Rhode Island Sea Ducks
The morning of my first-ever sea duck hunt dawned clear and cold, as was expected. However, the fast and furious...
The morning of my first-ever sea duck hunt dawned clear and cold, as was expected. However, the fast and furious action that also was expected didn’t exactly come to pass.
Captain Brian Rhodes of The Swampers guide service picked me up at my hotel at 5:00 a.m. and after a quick stop at Dunkin’ Donuts, where we met Brian’s fellow Avery pro-staffers Mike Bard from Central New York and Bryn Witmire from Pennsylvania, we shot down to the launch in Jamestown. We put Brian’s TDB duck boat in the frigid saltwater and motored out to a rocky point where we set out two strings of a dozen decoys each and a semi-custom eider Mojo decoy Brian’s brother crafted from a mallard Mojo, a length of PVC pipe and an old foam buoy.

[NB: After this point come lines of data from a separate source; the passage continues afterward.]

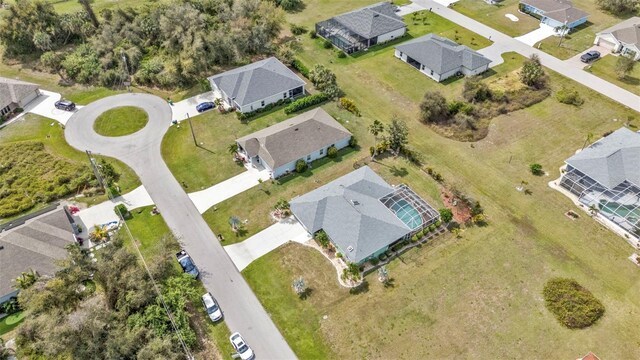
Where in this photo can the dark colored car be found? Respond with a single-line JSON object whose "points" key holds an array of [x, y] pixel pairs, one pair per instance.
{"points": [[65, 105], [187, 264], [202, 107], [590, 56]]}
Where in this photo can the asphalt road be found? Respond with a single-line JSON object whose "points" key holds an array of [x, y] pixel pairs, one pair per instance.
{"points": [[504, 43], [141, 151]]}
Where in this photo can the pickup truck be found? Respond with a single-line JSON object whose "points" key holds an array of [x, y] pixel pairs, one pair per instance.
{"points": [[187, 264]]}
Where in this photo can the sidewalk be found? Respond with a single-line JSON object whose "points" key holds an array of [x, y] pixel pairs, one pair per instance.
{"points": [[244, 253]]}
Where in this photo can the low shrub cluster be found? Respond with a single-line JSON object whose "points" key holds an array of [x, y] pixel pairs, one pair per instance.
{"points": [[250, 115], [573, 305], [569, 96], [349, 105], [305, 102]]}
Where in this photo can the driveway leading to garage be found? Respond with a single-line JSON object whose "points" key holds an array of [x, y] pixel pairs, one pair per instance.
{"points": [[219, 275], [244, 253]]}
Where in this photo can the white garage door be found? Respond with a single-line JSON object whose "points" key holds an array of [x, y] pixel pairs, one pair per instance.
{"points": [[27, 99]]}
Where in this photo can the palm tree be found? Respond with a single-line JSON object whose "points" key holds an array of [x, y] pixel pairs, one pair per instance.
{"points": [[587, 140], [375, 129], [26, 279]]}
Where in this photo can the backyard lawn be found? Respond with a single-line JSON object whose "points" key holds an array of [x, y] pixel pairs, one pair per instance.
{"points": [[121, 121], [34, 128], [494, 16], [605, 68]]}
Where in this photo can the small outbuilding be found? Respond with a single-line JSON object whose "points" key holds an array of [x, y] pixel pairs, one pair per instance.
{"points": [[440, 58]]}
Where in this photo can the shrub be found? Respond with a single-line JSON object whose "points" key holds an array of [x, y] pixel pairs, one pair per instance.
{"points": [[536, 169], [570, 97], [446, 215], [332, 152], [297, 29], [349, 105], [305, 102], [301, 166], [574, 306], [353, 142]]}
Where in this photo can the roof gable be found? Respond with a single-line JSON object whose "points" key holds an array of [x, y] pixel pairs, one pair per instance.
{"points": [[257, 81]]}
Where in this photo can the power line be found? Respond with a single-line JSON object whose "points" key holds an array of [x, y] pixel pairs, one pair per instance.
{"points": [[96, 171]]}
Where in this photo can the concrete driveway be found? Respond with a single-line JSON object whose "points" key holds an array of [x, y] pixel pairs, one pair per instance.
{"points": [[536, 35], [44, 105], [219, 275], [244, 253]]}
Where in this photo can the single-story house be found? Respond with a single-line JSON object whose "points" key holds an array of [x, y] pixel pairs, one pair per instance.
{"points": [[623, 38], [36, 245], [16, 94], [440, 58], [307, 136], [555, 13], [360, 29], [606, 178], [257, 85], [362, 214]]}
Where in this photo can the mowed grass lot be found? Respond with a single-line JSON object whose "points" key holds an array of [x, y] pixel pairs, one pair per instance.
{"points": [[494, 16], [605, 68], [153, 238], [121, 121], [33, 128], [478, 296]]}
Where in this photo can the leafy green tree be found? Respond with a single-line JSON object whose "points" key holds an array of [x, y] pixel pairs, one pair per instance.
{"points": [[624, 66], [325, 80], [433, 108], [397, 135], [375, 129], [532, 74]]}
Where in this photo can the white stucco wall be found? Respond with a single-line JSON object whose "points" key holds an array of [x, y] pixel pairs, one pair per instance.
{"points": [[291, 166], [391, 35]]}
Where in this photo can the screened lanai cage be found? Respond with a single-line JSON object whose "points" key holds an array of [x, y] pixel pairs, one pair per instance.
{"points": [[341, 37], [621, 204], [410, 208]]}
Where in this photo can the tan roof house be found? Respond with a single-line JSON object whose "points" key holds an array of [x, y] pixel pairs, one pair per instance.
{"points": [[15, 94], [307, 136], [623, 38]]}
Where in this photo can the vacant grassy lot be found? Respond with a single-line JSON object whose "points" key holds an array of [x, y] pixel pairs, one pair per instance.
{"points": [[33, 128], [121, 121], [153, 237], [494, 16], [605, 68]]}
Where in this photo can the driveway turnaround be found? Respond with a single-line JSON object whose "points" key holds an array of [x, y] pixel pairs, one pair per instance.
{"points": [[141, 151], [269, 239], [505, 43]]}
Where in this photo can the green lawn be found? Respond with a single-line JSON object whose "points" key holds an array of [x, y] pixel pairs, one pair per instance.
{"points": [[10, 322], [494, 16], [121, 121], [605, 68], [35, 128]]}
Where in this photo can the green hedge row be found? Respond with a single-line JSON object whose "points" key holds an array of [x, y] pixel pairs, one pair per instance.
{"points": [[306, 102]]}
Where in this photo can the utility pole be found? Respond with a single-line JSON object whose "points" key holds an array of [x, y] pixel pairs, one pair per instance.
{"points": [[193, 134]]}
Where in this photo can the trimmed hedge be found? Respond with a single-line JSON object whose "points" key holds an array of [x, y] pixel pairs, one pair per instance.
{"points": [[574, 306], [306, 102]]}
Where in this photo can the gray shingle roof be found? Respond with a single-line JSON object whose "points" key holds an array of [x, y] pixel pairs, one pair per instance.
{"points": [[36, 245], [13, 91], [256, 81], [559, 10], [348, 209], [372, 21], [294, 138], [612, 159], [442, 55]]}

Things looked promising from the outset as several hen and drake eiders piled into our spread before legal shooting light. Mike counted down the seconds to the 6:42 start time, and within 20 seconds a drake and hen zipped into the spread. I promptly delivered a load of No. 2 shot into the drake and he crashed down into the water.

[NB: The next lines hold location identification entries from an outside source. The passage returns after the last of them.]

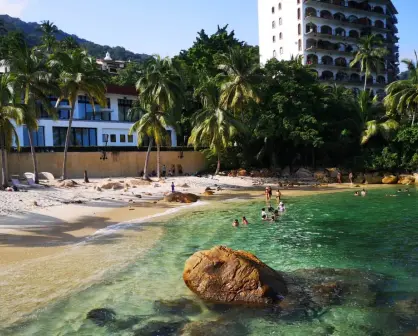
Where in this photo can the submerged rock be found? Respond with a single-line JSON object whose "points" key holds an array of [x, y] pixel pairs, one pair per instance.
{"points": [[101, 316], [181, 306], [181, 197], [226, 276]]}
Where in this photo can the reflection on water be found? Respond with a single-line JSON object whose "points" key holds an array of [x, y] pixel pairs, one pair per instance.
{"points": [[375, 233]]}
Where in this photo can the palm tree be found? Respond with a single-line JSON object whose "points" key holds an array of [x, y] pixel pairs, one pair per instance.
{"points": [[35, 82], [213, 126], [240, 76], [370, 55], [77, 72], [402, 95], [152, 125], [368, 119], [11, 113], [160, 89], [48, 29]]}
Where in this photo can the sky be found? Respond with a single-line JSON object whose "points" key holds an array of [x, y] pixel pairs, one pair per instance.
{"points": [[166, 27]]}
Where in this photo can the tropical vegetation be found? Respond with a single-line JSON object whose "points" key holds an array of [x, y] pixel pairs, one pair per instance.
{"points": [[217, 96]]}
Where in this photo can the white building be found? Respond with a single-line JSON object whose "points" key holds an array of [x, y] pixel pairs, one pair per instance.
{"points": [[325, 33]]}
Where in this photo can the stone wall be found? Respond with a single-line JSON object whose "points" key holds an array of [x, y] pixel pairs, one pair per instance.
{"points": [[118, 164]]}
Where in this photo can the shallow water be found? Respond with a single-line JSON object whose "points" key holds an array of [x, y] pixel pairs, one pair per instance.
{"points": [[376, 233]]}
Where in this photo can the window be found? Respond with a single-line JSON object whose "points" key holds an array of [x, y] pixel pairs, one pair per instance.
{"points": [[124, 105], [38, 137], [81, 137]]}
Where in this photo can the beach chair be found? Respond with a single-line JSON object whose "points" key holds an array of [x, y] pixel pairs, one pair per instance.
{"points": [[19, 185], [32, 183]]}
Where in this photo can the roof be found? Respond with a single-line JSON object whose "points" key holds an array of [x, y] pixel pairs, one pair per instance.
{"points": [[123, 90]]}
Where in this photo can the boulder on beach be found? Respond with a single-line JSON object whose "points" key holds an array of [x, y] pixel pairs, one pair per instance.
{"points": [[223, 275], [181, 197], [111, 185], [406, 179], [390, 179]]}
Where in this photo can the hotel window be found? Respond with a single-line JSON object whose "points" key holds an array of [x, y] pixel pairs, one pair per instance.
{"points": [[80, 137], [38, 137], [124, 105]]}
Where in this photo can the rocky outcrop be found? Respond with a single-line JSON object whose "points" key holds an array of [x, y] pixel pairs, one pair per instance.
{"points": [[227, 276], [181, 197], [111, 185], [406, 179], [390, 179]]}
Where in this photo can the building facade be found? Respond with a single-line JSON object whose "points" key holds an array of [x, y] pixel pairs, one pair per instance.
{"points": [[325, 33]]}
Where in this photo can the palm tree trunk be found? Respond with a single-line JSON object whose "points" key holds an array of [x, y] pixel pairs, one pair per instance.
{"points": [[32, 147], [218, 165], [147, 159], [67, 141], [158, 161]]}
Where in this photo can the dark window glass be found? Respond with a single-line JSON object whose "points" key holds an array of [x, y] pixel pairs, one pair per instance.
{"points": [[38, 137]]}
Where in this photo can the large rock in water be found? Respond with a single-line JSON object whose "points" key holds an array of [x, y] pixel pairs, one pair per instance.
{"points": [[181, 197], [227, 276]]}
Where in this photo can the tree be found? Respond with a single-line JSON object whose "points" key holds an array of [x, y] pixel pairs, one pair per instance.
{"points": [[35, 82], [241, 75], [11, 113], [370, 55], [77, 72], [48, 29], [402, 95], [214, 127], [151, 125], [161, 89]]}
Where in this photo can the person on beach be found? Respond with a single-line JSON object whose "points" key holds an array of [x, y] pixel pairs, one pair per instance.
{"points": [[278, 195]]}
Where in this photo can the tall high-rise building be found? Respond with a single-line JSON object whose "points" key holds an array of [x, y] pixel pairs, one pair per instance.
{"points": [[326, 32]]}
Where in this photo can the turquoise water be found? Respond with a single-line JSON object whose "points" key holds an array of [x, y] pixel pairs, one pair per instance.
{"points": [[376, 233]]}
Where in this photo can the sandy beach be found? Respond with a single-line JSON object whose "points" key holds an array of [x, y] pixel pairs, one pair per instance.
{"points": [[67, 240]]}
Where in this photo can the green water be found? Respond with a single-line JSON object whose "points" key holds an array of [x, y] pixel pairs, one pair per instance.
{"points": [[375, 233]]}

Unfortunately, my first seafowl also proved to be the last bird we shot this morning. Despite the seemingly ideal conditions the birds just didn’t cooperate. We motored to a different spot a little ways down the rocky coast, set out three dozen-decoy lines and missed a couple hen eiders, but by 9:30 the birds had all but stopped flying. So we collected our gear and headed in for breakfast.

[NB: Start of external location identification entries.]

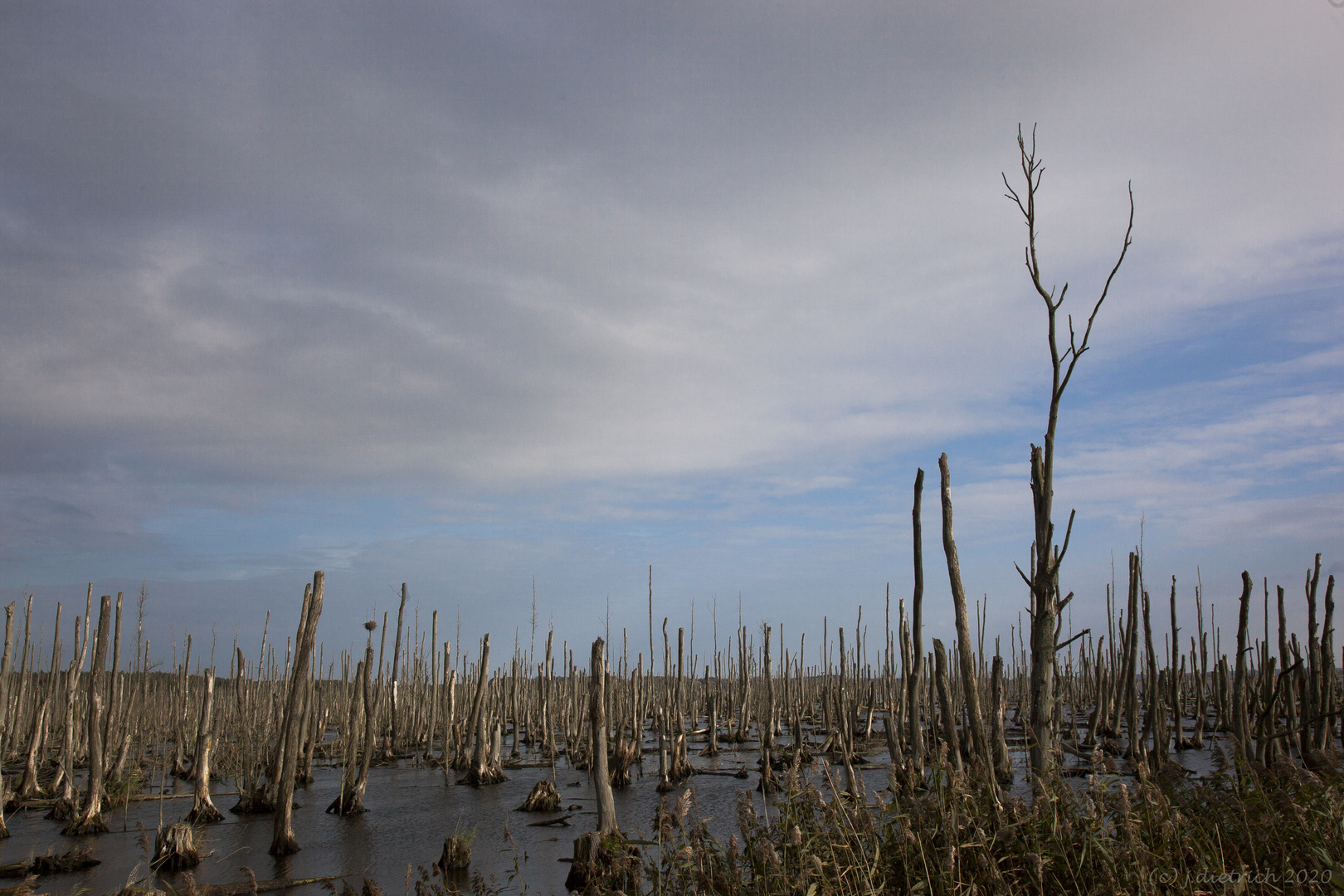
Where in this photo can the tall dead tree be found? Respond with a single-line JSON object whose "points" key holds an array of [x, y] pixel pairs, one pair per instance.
{"points": [[283, 843], [90, 820], [1046, 557], [979, 743]]}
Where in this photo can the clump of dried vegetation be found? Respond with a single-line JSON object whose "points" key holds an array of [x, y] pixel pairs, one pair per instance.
{"points": [[1239, 830]]}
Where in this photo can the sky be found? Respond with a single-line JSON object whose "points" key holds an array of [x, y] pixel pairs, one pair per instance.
{"points": [[514, 301]]}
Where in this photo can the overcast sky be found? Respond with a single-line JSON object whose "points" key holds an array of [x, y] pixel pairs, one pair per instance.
{"points": [[463, 295]]}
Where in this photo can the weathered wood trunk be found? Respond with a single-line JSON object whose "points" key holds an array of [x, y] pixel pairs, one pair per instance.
{"points": [[203, 811], [1003, 763], [913, 679], [945, 704], [283, 841], [597, 720], [971, 692]]}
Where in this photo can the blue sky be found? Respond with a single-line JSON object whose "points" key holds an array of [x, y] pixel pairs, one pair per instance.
{"points": [[468, 296]]}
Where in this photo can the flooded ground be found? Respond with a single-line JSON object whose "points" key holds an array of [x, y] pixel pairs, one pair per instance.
{"points": [[410, 811]]}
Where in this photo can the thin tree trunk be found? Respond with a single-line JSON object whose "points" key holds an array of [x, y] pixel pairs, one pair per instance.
{"points": [[283, 841]]}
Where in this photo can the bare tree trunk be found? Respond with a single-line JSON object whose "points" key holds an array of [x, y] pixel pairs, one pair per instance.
{"points": [[979, 743], [90, 821], [283, 841], [949, 712], [203, 811], [1045, 592], [913, 689], [1241, 723], [597, 720], [397, 668]]}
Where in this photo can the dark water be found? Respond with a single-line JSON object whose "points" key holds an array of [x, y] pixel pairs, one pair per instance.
{"points": [[410, 811]]}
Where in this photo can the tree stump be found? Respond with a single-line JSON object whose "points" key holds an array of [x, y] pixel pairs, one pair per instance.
{"points": [[175, 848], [543, 798], [457, 855], [604, 864]]}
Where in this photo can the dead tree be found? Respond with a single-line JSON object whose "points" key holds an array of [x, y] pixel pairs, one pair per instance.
{"points": [[1043, 582], [203, 809], [913, 680], [979, 742], [90, 820], [485, 770], [283, 843]]}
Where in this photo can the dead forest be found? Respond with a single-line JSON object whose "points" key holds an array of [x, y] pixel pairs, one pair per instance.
{"points": [[89, 720]]}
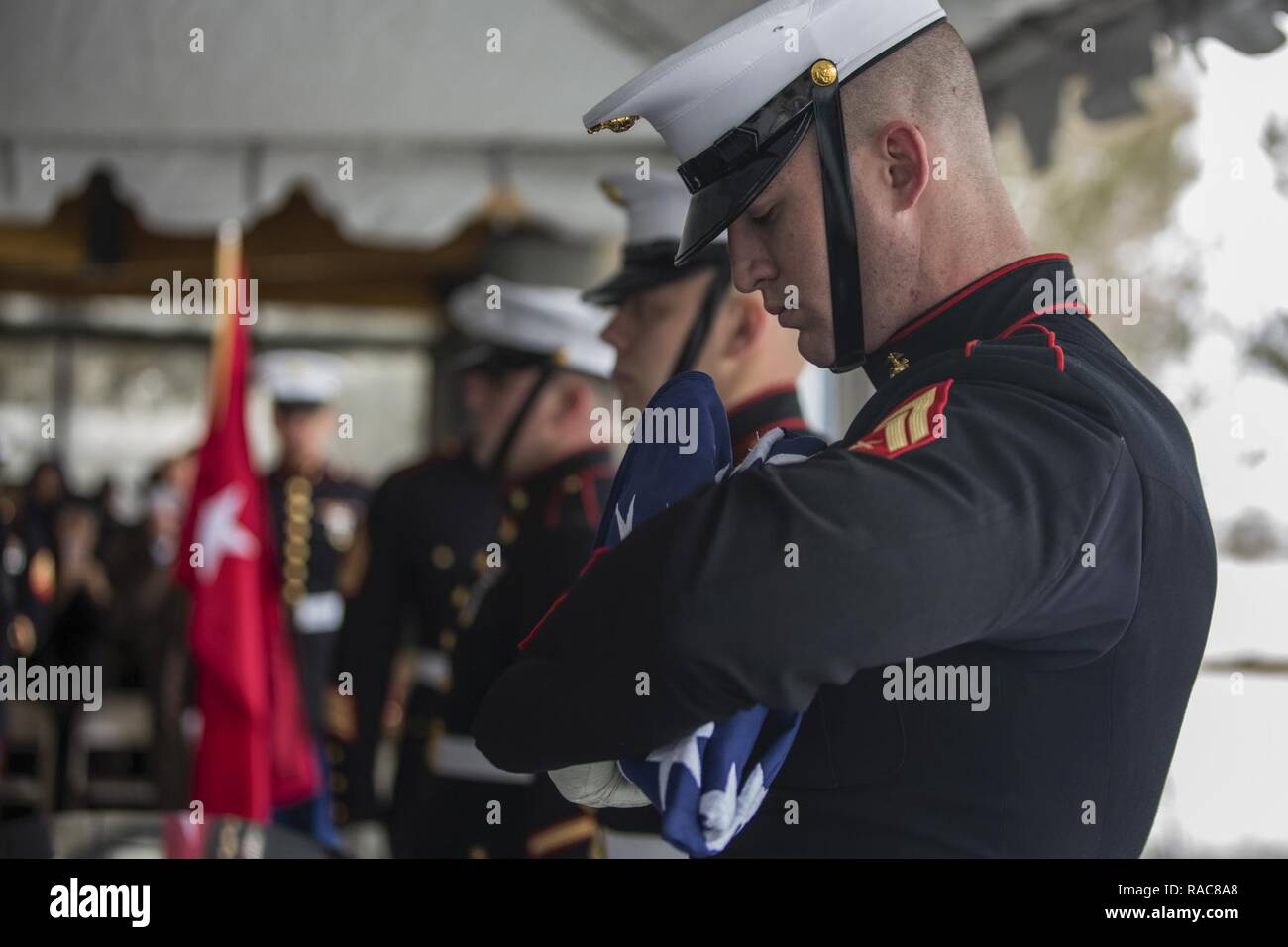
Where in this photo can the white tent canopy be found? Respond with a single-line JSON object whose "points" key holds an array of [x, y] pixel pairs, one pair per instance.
{"points": [[433, 121], [407, 89]]}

After we stuffed ourselves with various pork products, eggs and pancakes we went to check out a tip from one of Brian’s buddies who had called to alert us of a pile of birds down at Point Judith. Indeed the birds were there, but we decided to leave them for tomorrow morning when a forecasted west-southwest wind will make them easier to hunt than the east-southeast wind we had this morning. Hopefully those birds will be more cooperative.